Nous avons ensuite sauté du Skyvan pour bénéficier de la tranche arrière et en sortir des configurations accrochées que le Twin ne pouvait nous permettre. Nous avons sorti un 6-way "Piggy Back" : 3 free flyers étaient en étoile, 3 autres formaient des binômes en se plaçant derrière chaque personne de l'étoile à 3 et en tenant leur parachute au niveau des omoplates. Après avoir sorti cette configuration nous la tenions quelques secondes. Puis les 3 du centre lâchaient leurs prises pour laisser voler les 3 binômes les uns par rapport aux autres. Du Skyvan la sortie la plus "cool" que nous avons réalisée fut 2 étoiles à 3 cote à cote sans connexion. Les 2 étoiles quittaient la tranche ensemble et à proximité, directement tête en bas. Puis nous faisions ensuite voler ces 2 "satellites 3-way" l'un autour de l'autre et dans toutes les dimensions : dessus, dessous, autour... Ce fut grandiose ! Tu parles plus souvent de sauts à 6 ou 8, alors que vous étiez un groupe de 10. Quel était le rôle des personnes en sus pour ces sauts 6 ou 8-way ? Selon le type de sauts, chacun se sentait plus ou moins confortable aux places que nous avions à tenir.

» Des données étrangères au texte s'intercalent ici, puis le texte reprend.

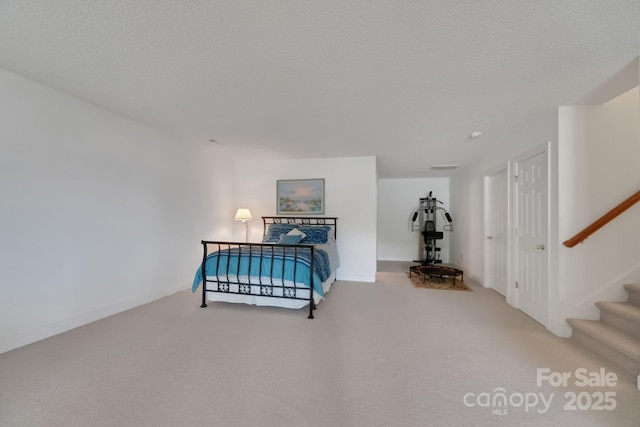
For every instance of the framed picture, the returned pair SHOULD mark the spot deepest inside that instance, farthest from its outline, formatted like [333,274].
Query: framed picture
[300,196]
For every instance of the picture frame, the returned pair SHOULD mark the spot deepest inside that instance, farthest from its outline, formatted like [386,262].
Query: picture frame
[300,196]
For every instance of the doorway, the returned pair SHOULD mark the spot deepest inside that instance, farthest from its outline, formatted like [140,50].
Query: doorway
[516,200]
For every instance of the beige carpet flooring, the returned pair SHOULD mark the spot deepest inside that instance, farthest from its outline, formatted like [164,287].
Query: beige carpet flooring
[383,354]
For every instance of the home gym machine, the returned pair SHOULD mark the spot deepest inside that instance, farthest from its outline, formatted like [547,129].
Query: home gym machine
[428,208]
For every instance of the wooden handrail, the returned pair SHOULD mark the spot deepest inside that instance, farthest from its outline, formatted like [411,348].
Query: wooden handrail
[604,219]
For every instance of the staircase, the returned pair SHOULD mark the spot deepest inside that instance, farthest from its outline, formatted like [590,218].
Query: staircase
[616,336]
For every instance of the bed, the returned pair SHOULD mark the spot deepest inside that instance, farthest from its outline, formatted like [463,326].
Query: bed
[294,266]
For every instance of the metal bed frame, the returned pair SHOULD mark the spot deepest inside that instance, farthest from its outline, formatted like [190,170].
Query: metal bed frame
[259,286]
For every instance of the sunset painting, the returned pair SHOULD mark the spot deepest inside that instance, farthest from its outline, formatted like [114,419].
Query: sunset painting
[300,196]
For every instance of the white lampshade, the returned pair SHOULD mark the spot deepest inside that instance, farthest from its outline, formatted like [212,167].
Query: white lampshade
[243,214]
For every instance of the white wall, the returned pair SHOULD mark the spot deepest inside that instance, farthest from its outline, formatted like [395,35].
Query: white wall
[398,199]
[98,213]
[599,154]
[350,195]
[467,242]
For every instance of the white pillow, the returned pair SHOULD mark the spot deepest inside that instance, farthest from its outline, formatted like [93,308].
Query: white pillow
[297,232]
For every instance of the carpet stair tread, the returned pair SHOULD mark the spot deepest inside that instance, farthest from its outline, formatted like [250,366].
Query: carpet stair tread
[623,309]
[614,338]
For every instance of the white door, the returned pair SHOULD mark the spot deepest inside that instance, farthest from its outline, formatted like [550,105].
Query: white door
[531,237]
[497,232]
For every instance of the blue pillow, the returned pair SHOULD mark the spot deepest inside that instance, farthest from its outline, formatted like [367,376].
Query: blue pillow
[275,230]
[287,239]
[315,235]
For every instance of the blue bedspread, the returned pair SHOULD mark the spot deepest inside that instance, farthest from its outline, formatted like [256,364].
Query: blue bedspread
[271,265]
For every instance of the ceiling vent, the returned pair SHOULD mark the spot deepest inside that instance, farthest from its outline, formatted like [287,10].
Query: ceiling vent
[443,167]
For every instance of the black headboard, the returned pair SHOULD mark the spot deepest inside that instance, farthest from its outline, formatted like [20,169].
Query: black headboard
[312,221]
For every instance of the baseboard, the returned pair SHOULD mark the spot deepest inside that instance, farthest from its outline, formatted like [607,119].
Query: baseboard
[352,278]
[28,337]
[560,330]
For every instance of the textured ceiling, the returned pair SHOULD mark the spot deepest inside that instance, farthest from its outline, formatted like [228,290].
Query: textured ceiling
[401,80]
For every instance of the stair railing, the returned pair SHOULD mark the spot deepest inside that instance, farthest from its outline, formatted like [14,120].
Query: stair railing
[604,219]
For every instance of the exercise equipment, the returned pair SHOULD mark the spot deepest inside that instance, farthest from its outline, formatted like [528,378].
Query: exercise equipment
[429,252]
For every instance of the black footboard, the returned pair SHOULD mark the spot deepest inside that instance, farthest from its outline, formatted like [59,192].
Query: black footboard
[258,269]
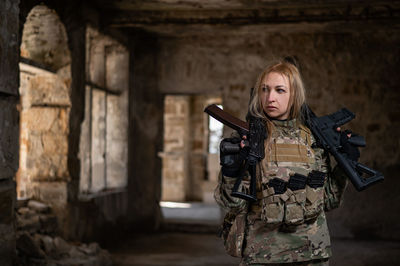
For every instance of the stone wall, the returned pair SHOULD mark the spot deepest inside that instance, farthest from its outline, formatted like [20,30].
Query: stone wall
[343,64]
[185,148]
[9,126]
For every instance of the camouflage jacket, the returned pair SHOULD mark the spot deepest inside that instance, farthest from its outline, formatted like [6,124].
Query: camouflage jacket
[288,227]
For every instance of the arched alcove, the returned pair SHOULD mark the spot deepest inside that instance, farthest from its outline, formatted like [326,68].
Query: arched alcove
[45,78]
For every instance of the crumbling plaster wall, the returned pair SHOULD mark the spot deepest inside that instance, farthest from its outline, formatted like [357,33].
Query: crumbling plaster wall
[146,107]
[9,126]
[105,216]
[343,64]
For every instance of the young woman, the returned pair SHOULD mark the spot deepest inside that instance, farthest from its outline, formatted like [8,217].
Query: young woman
[295,183]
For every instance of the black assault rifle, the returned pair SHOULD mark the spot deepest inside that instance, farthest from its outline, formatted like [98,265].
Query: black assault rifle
[256,134]
[324,130]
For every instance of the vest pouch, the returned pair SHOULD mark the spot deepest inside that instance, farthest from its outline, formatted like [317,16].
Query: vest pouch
[272,209]
[233,234]
[295,207]
[314,202]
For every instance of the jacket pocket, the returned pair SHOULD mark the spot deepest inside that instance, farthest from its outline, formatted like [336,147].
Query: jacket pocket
[272,209]
[314,202]
[295,207]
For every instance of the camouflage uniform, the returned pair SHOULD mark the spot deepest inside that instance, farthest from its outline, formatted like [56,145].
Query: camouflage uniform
[289,227]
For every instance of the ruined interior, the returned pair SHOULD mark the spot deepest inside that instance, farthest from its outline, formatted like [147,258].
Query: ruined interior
[101,111]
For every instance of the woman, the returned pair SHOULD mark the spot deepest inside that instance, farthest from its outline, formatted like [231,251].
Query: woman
[295,184]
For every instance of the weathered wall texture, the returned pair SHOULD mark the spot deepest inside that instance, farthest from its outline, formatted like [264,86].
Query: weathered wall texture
[9,126]
[185,148]
[175,159]
[342,64]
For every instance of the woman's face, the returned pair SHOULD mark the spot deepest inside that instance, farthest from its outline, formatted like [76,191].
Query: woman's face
[275,95]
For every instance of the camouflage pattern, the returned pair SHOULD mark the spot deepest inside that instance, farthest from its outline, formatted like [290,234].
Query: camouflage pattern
[289,227]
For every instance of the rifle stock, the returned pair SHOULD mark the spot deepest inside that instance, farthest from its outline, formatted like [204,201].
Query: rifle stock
[324,130]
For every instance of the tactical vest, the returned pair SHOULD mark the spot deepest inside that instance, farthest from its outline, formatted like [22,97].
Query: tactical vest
[290,187]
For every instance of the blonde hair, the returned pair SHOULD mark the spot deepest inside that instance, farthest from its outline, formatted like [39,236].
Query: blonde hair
[297,93]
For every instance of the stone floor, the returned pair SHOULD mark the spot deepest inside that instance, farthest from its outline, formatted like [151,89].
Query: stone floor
[189,239]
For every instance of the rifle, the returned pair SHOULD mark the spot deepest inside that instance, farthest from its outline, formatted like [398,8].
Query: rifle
[256,133]
[324,130]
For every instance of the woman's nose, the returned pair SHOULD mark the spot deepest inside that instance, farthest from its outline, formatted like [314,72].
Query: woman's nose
[271,96]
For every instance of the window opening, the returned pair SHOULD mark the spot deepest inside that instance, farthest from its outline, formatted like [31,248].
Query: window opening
[215,133]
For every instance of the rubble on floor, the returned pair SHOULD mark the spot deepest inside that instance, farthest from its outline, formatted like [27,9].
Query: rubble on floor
[39,244]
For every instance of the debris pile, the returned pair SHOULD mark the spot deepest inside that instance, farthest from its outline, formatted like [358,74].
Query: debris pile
[39,244]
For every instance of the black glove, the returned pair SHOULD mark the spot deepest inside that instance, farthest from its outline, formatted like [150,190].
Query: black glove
[351,150]
[232,156]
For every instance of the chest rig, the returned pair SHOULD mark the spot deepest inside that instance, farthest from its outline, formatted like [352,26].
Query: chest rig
[290,187]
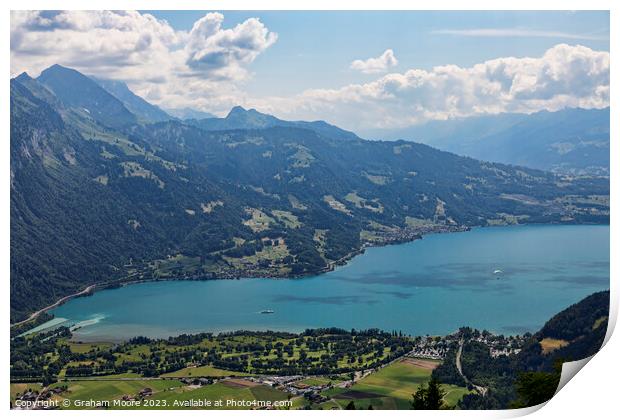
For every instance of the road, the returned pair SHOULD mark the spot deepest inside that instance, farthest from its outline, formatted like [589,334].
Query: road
[59,302]
[481,389]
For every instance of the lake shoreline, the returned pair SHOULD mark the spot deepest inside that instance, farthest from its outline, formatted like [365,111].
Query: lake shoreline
[91,289]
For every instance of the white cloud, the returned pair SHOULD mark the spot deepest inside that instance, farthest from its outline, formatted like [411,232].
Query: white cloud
[206,67]
[169,67]
[518,32]
[564,76]
[211,48]
[376,65]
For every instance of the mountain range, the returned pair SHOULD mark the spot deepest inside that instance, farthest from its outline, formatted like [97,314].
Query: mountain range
[105,189]
[572,141]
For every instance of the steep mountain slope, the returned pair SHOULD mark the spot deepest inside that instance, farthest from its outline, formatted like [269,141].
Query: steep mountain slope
[138,106]
[569,141]
[75,90]
[241,119]
[90,203]
[531,376]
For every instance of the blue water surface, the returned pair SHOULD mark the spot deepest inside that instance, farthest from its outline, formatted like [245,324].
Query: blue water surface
[504,279]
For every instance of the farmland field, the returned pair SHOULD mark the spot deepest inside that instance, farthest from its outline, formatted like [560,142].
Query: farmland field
[392,387]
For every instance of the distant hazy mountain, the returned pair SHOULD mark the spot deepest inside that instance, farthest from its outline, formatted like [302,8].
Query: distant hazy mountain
[77,91]
[189,113]
[571,140]
[145,111]
[99,195]
[241,119]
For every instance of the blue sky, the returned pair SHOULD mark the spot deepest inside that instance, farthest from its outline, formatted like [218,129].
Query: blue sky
[360,70]
[314,49]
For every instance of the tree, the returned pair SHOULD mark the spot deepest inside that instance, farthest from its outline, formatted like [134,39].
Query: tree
[535,388]
[429,398]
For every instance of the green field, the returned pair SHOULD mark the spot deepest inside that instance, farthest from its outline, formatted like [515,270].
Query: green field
[21,388]
[109,390]
[391,388]
[220,391]
[199,371]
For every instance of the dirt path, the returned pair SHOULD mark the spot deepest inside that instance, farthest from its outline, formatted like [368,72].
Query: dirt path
[481,389]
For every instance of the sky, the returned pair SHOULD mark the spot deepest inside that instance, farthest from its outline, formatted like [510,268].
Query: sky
[359,70]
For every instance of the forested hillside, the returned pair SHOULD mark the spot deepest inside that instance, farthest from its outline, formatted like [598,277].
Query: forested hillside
[100,195]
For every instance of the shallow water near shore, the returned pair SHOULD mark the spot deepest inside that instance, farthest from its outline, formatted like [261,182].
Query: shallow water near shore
[504,279]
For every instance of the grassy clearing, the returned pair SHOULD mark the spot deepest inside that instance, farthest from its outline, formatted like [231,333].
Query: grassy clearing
[112,390]
[21,388]
[336,205]
[551,344]
[392,388]
[259,220]
[219,392]
[289,219]
[199,371]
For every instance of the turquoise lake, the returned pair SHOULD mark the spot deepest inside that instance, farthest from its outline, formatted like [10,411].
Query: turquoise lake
[429,286]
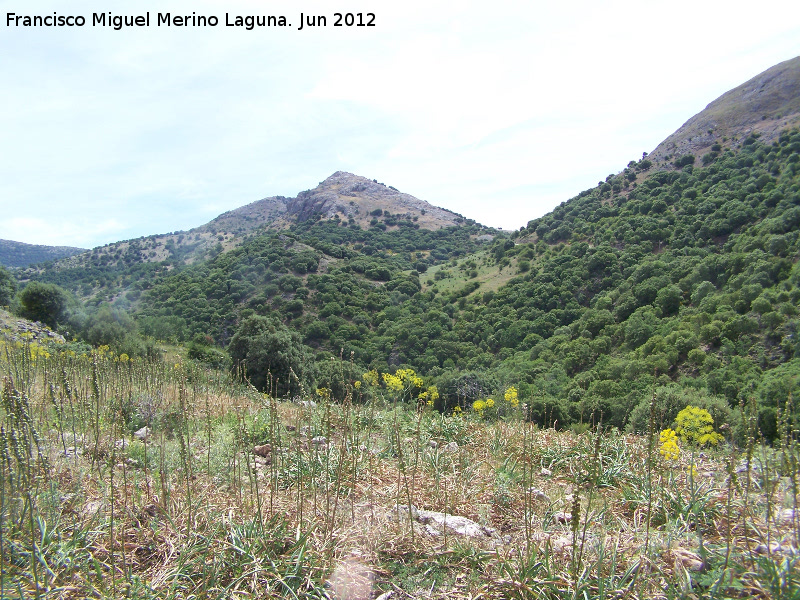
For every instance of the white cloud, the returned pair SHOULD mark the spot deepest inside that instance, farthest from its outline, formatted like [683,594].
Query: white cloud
[498,111]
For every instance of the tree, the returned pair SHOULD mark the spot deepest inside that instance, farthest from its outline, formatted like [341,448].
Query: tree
[45,302]
[8,287]
[271,356]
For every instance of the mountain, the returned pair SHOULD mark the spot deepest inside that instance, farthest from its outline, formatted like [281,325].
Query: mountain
[343,199]
[343,195]
[681,280]
[765,105]
[350,196]
[19,254]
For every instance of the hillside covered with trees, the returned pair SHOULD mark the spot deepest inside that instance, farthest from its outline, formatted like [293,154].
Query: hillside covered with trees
[684,279]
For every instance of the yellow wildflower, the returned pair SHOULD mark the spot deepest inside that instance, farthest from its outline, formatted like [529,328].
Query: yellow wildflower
[512,396]
[669,445]
[370,378]
[696,426]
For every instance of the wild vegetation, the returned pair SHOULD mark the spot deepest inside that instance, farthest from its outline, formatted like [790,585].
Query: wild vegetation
[137,478]
[685,280]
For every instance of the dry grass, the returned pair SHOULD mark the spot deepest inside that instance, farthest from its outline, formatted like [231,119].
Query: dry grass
[192,512]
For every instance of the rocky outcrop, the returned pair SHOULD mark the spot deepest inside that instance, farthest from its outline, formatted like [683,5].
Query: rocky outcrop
[20,330]
[766,105]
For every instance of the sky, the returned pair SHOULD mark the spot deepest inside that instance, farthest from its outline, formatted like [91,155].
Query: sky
[496,110]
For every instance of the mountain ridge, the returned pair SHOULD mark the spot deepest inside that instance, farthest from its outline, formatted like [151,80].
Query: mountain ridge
[20,254]
[765,105]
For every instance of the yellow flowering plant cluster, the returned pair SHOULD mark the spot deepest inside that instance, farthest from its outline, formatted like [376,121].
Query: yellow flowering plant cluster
[370,378]
[512,396]
[489,409]
[695,426]
[670,450]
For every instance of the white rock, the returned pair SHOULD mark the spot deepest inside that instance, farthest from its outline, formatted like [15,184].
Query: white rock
[562,517]
[460,525]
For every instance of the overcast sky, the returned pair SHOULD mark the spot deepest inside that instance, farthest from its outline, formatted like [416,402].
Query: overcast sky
[496,110]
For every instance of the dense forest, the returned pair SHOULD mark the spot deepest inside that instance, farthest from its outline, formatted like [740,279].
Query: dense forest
[683,281]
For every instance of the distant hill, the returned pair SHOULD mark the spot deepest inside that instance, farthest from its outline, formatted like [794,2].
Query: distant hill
[353,198]
[343,199]
[765,105]
[676,276]
[19,254]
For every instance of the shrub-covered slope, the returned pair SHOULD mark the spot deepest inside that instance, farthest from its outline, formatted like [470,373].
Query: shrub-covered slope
[687,276]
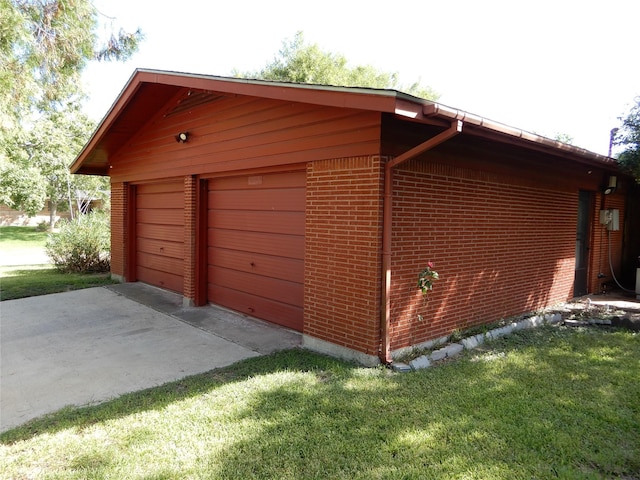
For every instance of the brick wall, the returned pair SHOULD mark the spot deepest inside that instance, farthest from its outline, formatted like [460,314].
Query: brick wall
[190,219]
[501,246]
[342,252]
[119,202]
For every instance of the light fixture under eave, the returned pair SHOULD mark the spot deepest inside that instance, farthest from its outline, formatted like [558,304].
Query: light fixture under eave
[611,186]
[182,137]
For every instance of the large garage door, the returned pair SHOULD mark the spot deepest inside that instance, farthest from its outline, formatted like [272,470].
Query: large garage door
[160,234]
[256,245]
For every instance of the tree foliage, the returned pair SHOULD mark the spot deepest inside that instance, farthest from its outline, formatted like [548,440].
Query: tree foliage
[629,138]
[301,62]
[44,47]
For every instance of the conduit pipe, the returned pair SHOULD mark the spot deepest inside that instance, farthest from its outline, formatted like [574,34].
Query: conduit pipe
[387,218]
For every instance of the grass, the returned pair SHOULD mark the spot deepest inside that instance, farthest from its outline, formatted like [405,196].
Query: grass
[30,280]
[22,237]
[547,403]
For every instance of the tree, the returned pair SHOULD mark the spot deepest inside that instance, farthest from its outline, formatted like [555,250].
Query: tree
[300,62]
[44,47]
[629,137]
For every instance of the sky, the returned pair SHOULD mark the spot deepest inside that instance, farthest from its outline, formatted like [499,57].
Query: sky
[549,67]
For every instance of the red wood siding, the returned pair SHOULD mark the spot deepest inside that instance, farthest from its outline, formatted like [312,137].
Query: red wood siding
[119,205]
[241,133]
[160,234]
[256,245]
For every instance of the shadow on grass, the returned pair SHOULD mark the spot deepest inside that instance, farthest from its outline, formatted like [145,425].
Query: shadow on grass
[539,404]
[559,408]
[157,398]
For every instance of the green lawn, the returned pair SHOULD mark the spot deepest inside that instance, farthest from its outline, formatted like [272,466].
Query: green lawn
[30,280]
[547,403]
[21,237]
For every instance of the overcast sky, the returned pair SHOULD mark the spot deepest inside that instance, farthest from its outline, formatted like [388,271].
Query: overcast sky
[549,67]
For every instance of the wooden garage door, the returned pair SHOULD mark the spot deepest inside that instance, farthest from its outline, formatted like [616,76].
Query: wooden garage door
[256,245]
[160,234]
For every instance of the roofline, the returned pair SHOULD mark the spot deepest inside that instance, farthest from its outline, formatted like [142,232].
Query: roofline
[382,100]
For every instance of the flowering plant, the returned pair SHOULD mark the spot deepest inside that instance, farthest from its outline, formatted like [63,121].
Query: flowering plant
[426,278]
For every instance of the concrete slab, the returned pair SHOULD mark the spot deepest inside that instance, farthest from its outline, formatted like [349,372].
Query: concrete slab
[88,346]
[252,333]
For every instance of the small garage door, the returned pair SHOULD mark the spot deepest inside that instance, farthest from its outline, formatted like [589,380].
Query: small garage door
[256,245]
[160,234]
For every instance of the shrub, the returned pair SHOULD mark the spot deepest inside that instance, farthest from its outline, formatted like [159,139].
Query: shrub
[82,245]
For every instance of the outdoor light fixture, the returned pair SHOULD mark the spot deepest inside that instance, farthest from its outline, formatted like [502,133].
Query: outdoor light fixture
[611,186]
[182,137]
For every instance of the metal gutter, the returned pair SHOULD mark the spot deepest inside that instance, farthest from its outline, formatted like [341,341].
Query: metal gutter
[432,109]
[387,219]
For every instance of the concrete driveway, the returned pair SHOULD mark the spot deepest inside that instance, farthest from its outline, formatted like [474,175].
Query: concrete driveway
[89,346]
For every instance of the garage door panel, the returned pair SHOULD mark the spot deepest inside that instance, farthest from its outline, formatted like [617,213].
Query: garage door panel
[291,223]
[159,247]
[268,287]
[256,245]
[171,233]
[290,269]
[160,188]
[159,201]
[165,216]
[162,263]
[270,310]
[287,246]
[260,182]
[160,234]
[160,279]
[275,199]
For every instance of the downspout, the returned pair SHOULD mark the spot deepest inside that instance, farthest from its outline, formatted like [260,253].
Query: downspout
[387,218]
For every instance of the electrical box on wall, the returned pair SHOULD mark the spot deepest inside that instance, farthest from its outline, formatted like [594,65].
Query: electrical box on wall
[610,218]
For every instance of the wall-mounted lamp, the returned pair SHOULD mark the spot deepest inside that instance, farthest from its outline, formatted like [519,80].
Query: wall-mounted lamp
[611,186]
[182,137]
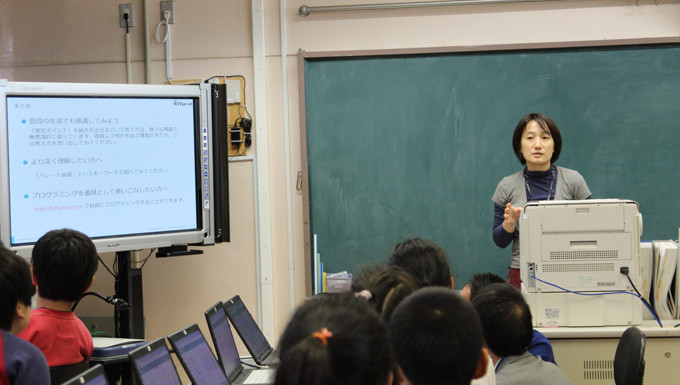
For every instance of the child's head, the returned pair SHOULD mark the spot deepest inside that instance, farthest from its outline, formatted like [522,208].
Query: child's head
[16,290]
[424,260]
[64,262]
[506,319]
[479,281]
[386,288]
[437,338]
[335,339]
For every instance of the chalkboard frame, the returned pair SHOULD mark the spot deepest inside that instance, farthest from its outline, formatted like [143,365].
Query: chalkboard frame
[305,57]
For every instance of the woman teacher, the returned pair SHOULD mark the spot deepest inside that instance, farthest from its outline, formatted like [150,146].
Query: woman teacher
[537,143]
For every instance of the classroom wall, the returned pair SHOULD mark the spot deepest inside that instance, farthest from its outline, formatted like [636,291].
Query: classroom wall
[80,41]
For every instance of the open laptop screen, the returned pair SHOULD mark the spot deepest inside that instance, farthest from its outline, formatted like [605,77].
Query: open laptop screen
[245,325]
[223,340]
[93,376]
[196,357]
[154,365]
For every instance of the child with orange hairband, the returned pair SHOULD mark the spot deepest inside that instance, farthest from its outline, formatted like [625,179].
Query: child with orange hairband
[335,339]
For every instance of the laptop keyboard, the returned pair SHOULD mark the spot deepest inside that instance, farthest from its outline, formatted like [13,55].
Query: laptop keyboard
[261,376]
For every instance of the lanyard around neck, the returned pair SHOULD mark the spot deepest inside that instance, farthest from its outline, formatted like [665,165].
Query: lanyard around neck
[552,182]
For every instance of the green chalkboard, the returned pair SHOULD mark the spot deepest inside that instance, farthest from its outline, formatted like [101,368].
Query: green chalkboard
[414,145]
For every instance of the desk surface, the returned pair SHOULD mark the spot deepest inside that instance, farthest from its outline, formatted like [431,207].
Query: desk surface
[649,327]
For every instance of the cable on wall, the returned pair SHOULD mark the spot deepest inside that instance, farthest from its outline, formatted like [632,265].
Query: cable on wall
[305,10]
[166,39]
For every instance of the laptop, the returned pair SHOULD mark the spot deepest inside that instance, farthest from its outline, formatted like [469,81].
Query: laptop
[250,333]
[153,364]
[227,354]
[93,376]
[196,357]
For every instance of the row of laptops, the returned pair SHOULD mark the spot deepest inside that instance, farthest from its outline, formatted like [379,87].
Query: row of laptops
[153,364]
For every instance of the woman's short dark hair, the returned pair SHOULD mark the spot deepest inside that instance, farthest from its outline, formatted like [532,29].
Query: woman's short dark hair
[547,125]
[335,339]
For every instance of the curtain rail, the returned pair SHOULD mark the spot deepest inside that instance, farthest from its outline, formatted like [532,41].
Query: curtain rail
[305,10]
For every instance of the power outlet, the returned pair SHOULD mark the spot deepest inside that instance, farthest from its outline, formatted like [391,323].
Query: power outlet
[128,9]
[170,7]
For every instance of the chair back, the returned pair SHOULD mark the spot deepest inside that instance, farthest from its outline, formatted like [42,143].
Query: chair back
[63,373]
[629,361]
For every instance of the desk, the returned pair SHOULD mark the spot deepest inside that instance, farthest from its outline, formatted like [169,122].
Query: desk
[586,354]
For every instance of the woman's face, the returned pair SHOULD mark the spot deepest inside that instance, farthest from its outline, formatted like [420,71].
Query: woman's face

Nous en discutions avant chaque saut et ceux qui ne se sentaient pas à l'aise devenaient alors videomen extérieurs.
Définitivement, oui ! J'en ai parlé avec Larry Hill, patron de Skydive Arizona, et il sera enchanté de recevoir l'événement sur son centre en 97. Pour lui aussi ce fut une expérience très positive. Évidemment j'ai tiré de nombreuses leçons de ce premier Free Fly Festival. Elles me permettront de l'améliorer l'an prochain. Tout d'abord je ne pense pas qu'il soit nécessaire de faire 100 sauts. Un peu moins de sauts, davantage de briefings et de debriefings seraient certainement une solution enrichissante. Je pense aussi qu'un groupe de 8 au lieu de 10 serait plus commode. Un autre point important sera aussi de proposer une solide organisation de sauts à tous les free flyers qui viendront au Festival. Larry Hill souhaite aussi une compétition de Free Fly sur quelques sauts, à la fin du Festival, avec des prix à gagner. Tout est à faire, le Free Fly est maintenant une vraie discipline du parachutisme sportif. De plus en plus de personnes s'y consacrent entièrement. Le succès de ce premier Free Fly Festival nous montre que nous sommes au début d'une nouvelle ère.
(1) N.D.L.R., "masterisées" = sauvegardées sur un même support vidéo.